Reminding myself -again- that this blog is writing for me. I could use pen and paper (and do) but there’s something equally satisfying about tapping away on a keypad. Perhaps it’s the ease of editing? Perhaps it’s the relief of not having to peer at my own scrawl and being relieved of the burden of having to think “what does that say? ” Who knows? More often than not questions turn out to be more important than the answers anyway!
So now we’ve gone through the important reminder that this blog is for me (not merely about me, God forbid) I want to sit up and note – honestly- that these digital etchings are my perspective and when fictional my imaginings. There’s probably something egotistical in that Can there be any I without any ego? I wonder.
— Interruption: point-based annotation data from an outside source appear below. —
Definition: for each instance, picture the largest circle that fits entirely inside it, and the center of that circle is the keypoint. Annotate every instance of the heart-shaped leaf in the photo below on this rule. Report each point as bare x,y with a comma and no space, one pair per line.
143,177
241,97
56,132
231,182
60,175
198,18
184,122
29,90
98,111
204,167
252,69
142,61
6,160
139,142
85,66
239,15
I used to read a lot of blogs. A lot. I’ve made some very good friends along the way. I found people who shared some of my hopes and longings, people who inspired and encouraged me to think outside of the box, and those with whom I disagreed (a lot) but who nonetheless helped shape my thinking and argumentation.
Then came Facebook, then Twitter, Instagram. All good, but what they brought was instant connection and snapshots. Important, yes very! And addictive in a very different way to blogging. We could agree by liking without the need to engage meaningfully, or to justify our thinking, and no response back was needed, often not even looked for. We were lured into thinking we were dialoging, but actually falling into the trap of like minded people bolstering our egos and keeping our emotions tamed.
I want to feel – deeply,passsionately,(almost) without reservation, to think, to see and be seen, to be heard but also to listen, because even at 56 I still want to grow and my real realisation this year is I cannot – and choose not to – do this alone.